In Thomas Mann's novel Doctor Faustus, the guest called up by the protagonist Adrian Leverkühn, hallucinating in a syphilis-induced fever, assumes different national masks one after the other: from a Luther speaking counter-reformation Saxon to a French impresario whose only language is the jargon of vaudeville. Similarly, in Pasticciaccio by Gadda, the Roman and Venetian dialects become conduits for 'philosophical' conclusions (the gloomy thoughts of Inspector Ingravallo) on the intentionally inconsistent aspects of the case. This way of intensifying the 'rhetorical accent' of a character or of a situation by using foreign technicalisms reaches its zenith in the language of criticism and formal analysis.

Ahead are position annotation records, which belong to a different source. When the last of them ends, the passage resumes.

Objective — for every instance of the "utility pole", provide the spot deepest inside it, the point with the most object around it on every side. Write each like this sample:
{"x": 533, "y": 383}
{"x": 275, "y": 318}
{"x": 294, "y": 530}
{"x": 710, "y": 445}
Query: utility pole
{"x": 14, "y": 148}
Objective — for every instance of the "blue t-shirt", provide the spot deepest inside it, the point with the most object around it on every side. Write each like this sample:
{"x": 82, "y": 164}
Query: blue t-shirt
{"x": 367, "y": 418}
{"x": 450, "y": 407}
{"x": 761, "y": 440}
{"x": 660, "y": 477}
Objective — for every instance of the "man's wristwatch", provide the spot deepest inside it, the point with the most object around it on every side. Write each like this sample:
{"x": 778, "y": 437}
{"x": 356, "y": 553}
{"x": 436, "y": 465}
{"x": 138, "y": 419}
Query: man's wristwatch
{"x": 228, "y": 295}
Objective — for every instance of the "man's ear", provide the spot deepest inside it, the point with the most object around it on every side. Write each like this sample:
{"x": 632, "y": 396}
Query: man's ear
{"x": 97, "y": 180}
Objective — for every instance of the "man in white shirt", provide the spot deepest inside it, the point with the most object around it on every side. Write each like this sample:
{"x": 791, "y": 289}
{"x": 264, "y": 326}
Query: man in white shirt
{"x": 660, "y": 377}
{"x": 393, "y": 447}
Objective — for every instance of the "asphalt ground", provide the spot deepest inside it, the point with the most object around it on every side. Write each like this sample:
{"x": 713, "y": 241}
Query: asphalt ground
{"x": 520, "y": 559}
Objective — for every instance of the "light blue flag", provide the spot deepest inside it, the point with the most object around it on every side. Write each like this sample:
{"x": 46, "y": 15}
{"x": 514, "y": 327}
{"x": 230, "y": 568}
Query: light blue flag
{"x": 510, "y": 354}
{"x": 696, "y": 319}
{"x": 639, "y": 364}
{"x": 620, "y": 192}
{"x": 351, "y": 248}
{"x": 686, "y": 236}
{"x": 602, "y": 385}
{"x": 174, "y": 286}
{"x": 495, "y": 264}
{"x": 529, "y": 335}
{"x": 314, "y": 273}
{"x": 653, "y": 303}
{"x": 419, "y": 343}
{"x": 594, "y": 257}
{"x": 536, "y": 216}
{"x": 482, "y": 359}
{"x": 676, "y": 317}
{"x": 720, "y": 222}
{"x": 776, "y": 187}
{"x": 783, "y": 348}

Terms like plot, pattern, cluster, in Literature, ground bass, Urlinie, continuo, in Music, or feedback and spin in Physics ¾ to mention just a few examples ¾ show how every national language, for reasons connected with historical contingencies or with the circulation of ideas, is able to dissociate itself in given disciplines from the normal context of will and sentiment and adopt 'neutral' modes of description, explanatory and denotative, serving to underscore the intended meaning when addressing different art fields. In Literature, this 'meta-language' can sometimes be the vehicle for exercises in alienation and parody (another example, in addition to those already mentioned, would be the linguistic melting-pot of a writer such as Sanguineti, who employs terms from Physics and Mathematics alongside archaisms and neologisms).